第一步是创建扰动，这些扰动将用于扭曲原始图像，从而产生对抗样本。如前所述，对于此任务，梯度是相对于图像计算的。

loss_object = tf.keras.losses.CategoricalCrossentropy()

def create_adversarial_pattern(input_image, input_label):
  with tf.GradientTape() as tape:
    tape.watch(input_image)
    prediction = pretrained_model(input_image)
    loss = loss_object(input_label, prediction)

  # Get the gradients of the loss w.r.t to the input image.
  gradient = tape.gradient(loss, input_image)
  # Get the sign of the gradients to create the perturbation
  signed_grad = tf.sign(gradient)
  return signed_grad

生成的扰动也可以可视化。

# Get the input label of the image.
labrador_retriever_index = 208
label = tf.one_hot(labrador_retriever_index, image_probs.shape[-1])
label = tf.reshape(label, (1, image_probs.shape[-1]))
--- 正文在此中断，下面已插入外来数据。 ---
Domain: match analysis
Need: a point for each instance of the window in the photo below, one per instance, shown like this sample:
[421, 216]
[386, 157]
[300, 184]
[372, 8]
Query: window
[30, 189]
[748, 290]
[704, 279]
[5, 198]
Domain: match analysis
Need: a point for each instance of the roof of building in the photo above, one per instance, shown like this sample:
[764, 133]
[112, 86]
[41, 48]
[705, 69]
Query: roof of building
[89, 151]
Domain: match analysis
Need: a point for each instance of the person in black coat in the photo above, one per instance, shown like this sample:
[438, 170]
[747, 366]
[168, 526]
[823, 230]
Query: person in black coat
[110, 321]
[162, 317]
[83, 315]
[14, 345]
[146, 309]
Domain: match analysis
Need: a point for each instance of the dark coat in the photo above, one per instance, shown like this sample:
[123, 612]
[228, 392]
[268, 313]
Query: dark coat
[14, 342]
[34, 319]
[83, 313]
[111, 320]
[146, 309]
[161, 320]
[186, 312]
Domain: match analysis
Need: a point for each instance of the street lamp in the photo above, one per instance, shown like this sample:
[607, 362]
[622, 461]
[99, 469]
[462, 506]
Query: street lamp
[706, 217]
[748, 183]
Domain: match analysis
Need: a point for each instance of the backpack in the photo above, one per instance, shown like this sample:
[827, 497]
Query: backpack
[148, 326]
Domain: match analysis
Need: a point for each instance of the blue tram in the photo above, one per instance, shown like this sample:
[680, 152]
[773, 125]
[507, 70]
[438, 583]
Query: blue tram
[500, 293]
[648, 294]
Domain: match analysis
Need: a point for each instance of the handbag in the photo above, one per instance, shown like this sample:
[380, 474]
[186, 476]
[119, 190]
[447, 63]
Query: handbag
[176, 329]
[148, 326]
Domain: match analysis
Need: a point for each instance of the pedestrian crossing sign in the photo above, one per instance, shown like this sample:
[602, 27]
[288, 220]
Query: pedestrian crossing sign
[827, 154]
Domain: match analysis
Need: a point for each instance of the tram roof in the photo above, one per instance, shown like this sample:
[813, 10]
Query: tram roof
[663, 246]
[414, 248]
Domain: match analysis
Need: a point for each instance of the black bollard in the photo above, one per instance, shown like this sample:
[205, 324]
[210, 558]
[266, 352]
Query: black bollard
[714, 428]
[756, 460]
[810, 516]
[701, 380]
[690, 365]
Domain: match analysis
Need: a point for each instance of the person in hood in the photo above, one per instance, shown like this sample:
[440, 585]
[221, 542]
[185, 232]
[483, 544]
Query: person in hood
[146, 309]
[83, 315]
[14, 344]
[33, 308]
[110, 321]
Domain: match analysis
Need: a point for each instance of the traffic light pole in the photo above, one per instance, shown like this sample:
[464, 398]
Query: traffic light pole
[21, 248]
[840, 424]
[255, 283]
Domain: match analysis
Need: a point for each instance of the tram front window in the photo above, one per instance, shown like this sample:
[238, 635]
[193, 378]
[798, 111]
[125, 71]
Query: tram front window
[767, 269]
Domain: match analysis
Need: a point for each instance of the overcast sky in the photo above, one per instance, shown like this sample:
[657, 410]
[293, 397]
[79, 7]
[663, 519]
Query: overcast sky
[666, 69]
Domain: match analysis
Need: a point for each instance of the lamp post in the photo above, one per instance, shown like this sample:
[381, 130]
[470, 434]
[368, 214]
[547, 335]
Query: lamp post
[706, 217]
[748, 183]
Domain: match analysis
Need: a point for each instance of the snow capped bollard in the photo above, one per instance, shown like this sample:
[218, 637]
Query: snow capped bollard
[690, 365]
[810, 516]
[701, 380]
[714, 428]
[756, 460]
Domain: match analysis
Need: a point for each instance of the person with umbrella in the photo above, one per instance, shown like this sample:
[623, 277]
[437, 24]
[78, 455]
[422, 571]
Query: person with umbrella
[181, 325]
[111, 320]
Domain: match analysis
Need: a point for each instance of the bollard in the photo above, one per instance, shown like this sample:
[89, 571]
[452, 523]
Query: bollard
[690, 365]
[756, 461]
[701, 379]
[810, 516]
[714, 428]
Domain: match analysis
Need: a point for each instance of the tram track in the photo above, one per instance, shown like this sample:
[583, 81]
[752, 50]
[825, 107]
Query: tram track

perturbations = create_adversarial_pattern(image, label)
plt.imshow(perturbations[0] * 0.5 + 0.5);  # To change [-1, 1] to [0,1]

png

让我们尝试使用不同的 epsilon 值，并观察生成的图像。你会注意到，随着 epsilon 值的增加，欺骗网络变得更容易。然而，这是一种权衡，会导致扰动变得更容易识别。

def display_images(image, description):
  _, label, confidence = get_imagenet_label(pretrained_model.predict(image))
  plt.figure()
  plt.imshow(image[0]*0.5+0.5)
  plt.title('{} \n {} : {:.2f}% Confidence'.format(description,
                                                   label, confidence*100))
  plt.show()

epsilons = [0, 0.01, 0.1, 0.15]
descriptions = [('Epsilon = {:0.3f}'.format(eps) if eps else 'Input')
                for eps in epsilons]

for i, eps in enumerate(epsilons):
  adv_x = image + eps*perturbations
  adv_x = tf.clip_by_value(adv_x, -1, 1)
  display_images(adv_x, descriptions[i])

1/1 [==============================] - 0s 46ms/step

png

1/1 [==============================] - 0s 45ms/step

png

1/1 [==============================] - 0s 45ms/step

png

1/1 [==============================] - 0s 46ms/step

png

下一步

现在你已经了解了对抗攻击，尝试在不同的数据集和不同的架构上进行尝试。你也可以创建和训练自己的模型，然后尝试使用相同的方法欺骗它。你也可以尝试观察预测置信度随着 epsilon 变化而变化的情况。

虽然在本教程中展示的攻击很强大，但这只是对抗攻击研究的开始，此后出现了许多论文创建了更强大的攻击。除了对抗攻击之外，研究还导致了防御的创建，旨在创建鲁棒的机器学习模型。你可以查看这篇调查论文，以获取对抗攻击和防御的全面列表。

要查看更多对抗攻击和防御的实现，你可能想查看对抗样本库CleverHans。